Thundering Herds: The Scalability Killer
Source: Dev.to
What Is a Thundering Herd?
At its core, the Thundering Herd occurs when a large number of processes are waiting for an event, and when the event happens they all wake up at once—yet only one can actually handle the event.
The term originated in OS kernel scheduling, but modern web engineers most frequently encounter it as a Cache Stampede.
The Golden State
- You have a high‑traffic endpoint cached in Redis. Everything is fast.
- The Expiry: The cache TTL (time‑to‑live) hits zero.

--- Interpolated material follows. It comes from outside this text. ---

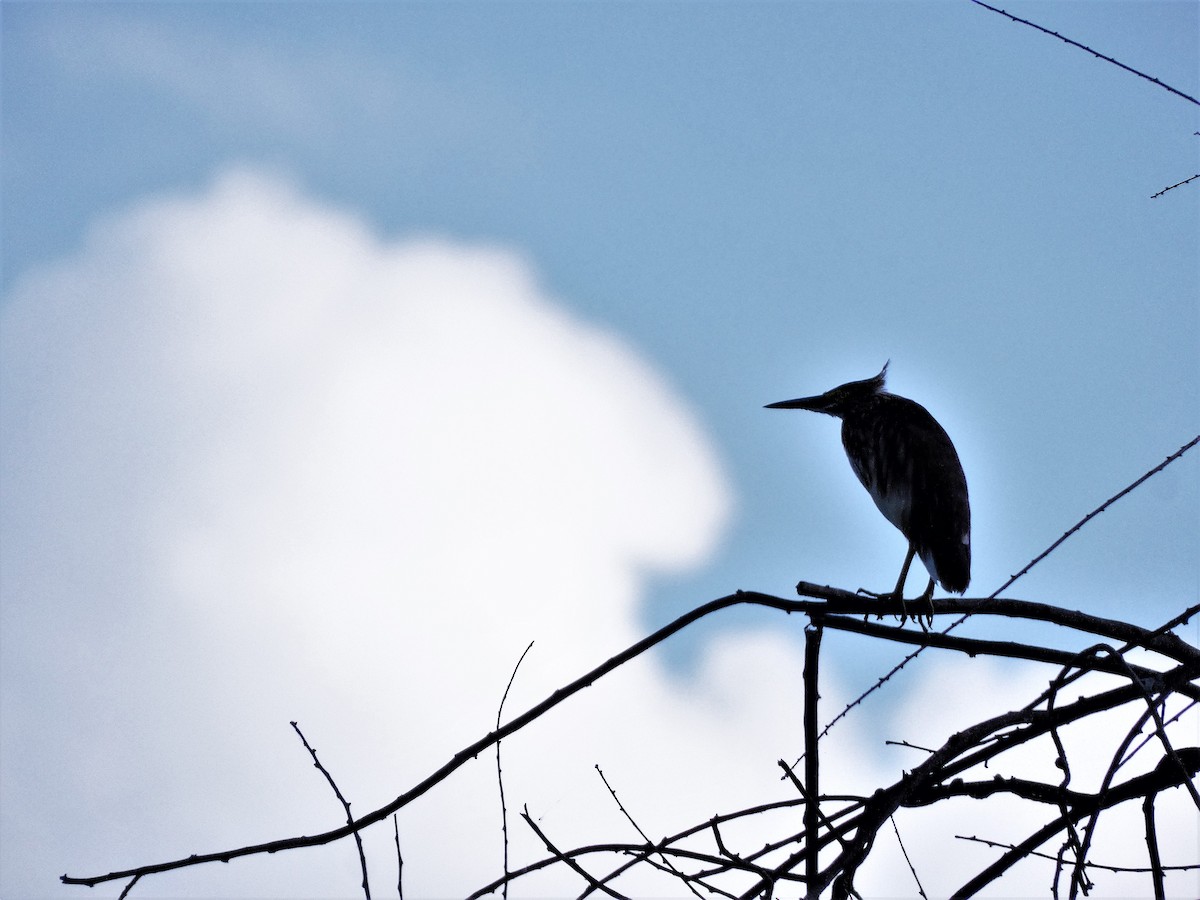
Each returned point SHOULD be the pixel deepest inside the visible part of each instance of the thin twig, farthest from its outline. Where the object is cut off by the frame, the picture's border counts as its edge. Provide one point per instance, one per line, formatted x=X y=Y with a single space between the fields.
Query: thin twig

- The Stampede: 5 000 concurrent users refresh the page. They all see a cache miss.
The Collapse
All 5 000 requests hit your database simultaneously to re‑generate the same data. Your database experiences a surge in load, latency skyrockets, and the service goes down.
Note: 5 000 is an arbitrary number. The actual number depends on your system’s capacity.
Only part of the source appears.